Nadere specificatie van de aanpassingen
In deze nadere specificatie van de aanpassingen wordt min of meer de volgorde van
bovenstaande opsomming aangehouden en niet strikt de volgorde van de artikelen van
onderhavige regeling.
Definitie zorgaanbieder
In artikel I, onderdeel A, wordt geregeld dat de RCPWMG van toepassing is op met zorgaanbieders
gelijkgestelde administraties in artikel 37, achtste lid, WMG. Daarbij wordt de definitie
ook uitgebreid in verband met hieronder te bespreken forensische zorg.
Wet aanvulling instrumenten bekostiging WMG
De bevoegdheid tot het verwerking van persoonsgegevens door de zorgautoriteit in verband
met de inwerkingtreding van de wet Aanvulling instrumenten bekostiging WMG wordt geregeld
met de wijzigingen in Artikel I, onderdeel B, sub 9, nieuwe onderdelen 10b, 10c, 10d
en 10f, sub 10 tot en met 12 van onderhavige regeling.
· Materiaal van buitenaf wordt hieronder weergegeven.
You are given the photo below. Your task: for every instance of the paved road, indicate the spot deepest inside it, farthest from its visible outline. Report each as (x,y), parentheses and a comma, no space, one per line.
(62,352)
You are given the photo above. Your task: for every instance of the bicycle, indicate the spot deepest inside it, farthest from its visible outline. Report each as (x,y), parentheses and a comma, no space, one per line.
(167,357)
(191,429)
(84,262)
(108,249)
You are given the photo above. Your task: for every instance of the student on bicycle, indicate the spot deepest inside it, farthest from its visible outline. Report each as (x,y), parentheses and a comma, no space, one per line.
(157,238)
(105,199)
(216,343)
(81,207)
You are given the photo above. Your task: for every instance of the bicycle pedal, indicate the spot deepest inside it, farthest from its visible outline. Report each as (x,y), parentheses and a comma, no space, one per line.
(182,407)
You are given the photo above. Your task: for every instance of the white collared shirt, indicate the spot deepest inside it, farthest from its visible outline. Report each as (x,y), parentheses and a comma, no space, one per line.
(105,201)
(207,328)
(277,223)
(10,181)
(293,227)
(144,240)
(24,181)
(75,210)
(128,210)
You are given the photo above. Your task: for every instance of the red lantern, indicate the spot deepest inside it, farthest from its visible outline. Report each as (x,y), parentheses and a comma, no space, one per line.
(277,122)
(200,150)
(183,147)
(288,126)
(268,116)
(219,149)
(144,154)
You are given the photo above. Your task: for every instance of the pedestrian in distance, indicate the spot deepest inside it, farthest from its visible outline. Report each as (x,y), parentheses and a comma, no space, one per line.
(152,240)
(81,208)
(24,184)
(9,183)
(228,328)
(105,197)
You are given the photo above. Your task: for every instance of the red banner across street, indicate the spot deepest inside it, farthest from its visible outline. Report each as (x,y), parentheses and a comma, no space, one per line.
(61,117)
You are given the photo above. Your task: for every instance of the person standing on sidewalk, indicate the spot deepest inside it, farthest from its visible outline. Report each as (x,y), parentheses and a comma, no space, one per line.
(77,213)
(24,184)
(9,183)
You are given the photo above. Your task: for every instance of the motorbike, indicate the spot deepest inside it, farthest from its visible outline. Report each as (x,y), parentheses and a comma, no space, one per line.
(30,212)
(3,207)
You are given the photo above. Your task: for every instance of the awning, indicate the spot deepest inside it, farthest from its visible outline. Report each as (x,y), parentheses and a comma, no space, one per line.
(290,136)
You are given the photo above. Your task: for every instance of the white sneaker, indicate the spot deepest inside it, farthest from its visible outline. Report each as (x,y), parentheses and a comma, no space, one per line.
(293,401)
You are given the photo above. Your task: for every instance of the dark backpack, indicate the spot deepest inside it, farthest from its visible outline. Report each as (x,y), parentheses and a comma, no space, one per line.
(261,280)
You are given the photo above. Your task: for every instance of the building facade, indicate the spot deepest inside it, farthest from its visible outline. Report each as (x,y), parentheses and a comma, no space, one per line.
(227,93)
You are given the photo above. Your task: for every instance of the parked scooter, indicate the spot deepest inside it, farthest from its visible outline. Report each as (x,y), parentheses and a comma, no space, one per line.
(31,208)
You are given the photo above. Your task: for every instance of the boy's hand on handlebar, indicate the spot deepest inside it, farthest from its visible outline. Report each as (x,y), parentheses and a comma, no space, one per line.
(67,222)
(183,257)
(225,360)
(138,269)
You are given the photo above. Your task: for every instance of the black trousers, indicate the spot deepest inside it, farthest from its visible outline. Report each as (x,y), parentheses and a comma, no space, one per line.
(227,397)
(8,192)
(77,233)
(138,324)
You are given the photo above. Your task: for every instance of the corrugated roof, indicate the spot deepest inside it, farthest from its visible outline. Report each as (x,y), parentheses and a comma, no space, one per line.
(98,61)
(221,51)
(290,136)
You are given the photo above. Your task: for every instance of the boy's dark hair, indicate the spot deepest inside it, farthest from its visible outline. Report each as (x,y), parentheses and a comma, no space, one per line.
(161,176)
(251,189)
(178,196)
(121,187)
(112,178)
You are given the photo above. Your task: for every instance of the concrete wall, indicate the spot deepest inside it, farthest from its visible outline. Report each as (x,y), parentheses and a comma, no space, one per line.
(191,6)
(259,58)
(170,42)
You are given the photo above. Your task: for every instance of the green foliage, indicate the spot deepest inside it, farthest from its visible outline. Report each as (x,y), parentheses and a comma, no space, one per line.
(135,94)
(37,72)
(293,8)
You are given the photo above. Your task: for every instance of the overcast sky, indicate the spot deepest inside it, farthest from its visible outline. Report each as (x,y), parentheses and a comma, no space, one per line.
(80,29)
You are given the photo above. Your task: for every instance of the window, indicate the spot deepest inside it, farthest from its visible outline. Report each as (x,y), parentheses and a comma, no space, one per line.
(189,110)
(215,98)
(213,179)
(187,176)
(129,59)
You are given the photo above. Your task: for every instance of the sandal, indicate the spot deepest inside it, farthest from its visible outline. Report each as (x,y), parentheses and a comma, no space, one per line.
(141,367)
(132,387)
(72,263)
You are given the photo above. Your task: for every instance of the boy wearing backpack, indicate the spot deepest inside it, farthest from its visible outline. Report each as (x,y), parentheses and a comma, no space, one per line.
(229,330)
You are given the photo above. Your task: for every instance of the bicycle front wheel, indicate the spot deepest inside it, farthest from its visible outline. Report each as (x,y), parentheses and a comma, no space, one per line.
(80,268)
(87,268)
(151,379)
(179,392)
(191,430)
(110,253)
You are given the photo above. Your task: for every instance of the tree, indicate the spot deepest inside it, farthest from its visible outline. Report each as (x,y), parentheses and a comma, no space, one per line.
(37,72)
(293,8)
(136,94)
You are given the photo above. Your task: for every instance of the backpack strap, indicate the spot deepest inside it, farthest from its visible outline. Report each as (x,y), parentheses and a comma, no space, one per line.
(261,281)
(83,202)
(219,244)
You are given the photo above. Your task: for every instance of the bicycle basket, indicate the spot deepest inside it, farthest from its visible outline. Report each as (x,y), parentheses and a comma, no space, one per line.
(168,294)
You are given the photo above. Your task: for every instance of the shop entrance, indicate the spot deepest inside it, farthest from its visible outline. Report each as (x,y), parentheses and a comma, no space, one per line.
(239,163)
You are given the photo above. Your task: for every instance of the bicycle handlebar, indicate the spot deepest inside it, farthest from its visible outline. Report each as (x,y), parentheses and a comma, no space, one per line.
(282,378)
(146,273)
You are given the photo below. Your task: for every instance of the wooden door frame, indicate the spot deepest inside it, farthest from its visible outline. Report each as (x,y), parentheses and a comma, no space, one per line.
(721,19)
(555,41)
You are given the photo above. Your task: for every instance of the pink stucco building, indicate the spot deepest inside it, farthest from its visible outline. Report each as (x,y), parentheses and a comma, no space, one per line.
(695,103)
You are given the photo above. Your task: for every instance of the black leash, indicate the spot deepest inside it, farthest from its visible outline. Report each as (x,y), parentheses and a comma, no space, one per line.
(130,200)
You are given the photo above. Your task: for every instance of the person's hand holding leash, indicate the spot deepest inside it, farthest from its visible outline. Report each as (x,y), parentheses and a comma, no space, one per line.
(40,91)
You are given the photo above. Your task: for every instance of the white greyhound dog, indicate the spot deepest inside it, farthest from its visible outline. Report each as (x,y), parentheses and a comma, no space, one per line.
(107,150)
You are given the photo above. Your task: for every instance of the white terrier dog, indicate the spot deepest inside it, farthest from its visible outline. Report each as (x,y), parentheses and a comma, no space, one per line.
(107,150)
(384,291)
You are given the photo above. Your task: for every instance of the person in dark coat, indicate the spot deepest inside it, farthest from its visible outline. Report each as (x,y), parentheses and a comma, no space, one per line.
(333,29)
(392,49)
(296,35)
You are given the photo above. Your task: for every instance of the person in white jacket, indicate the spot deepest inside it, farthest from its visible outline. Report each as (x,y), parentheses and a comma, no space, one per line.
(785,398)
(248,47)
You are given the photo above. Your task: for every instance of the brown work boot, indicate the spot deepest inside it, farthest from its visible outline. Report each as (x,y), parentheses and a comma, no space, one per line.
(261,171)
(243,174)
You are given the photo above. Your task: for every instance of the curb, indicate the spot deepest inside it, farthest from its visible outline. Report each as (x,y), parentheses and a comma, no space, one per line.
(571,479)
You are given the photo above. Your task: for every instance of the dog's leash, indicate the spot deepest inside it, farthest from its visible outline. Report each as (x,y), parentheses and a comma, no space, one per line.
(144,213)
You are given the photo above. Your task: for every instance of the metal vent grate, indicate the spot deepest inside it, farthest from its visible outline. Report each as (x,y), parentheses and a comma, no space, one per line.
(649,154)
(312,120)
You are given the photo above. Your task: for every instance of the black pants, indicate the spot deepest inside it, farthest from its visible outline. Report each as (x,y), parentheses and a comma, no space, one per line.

Als gevolg van de toevoeging
van nieuwe artikelen en als gevolg van specifieke uitbreiding van de mogelijkheid
tot verwerking van persoonsgegevens is artikel 2, onderdeel 11, van de regeling opgesplitst
in nieuwe onderdelen 10b tot en met 10f en beperkt tot de artikelen 48 en 49.
Bij de categorieën persoonsgegevens is niet alleen gekeken naar de persoonsgegevens
die noodzakelijk zijn of kunnen zijn voor het treffen van individuele beschikkingen.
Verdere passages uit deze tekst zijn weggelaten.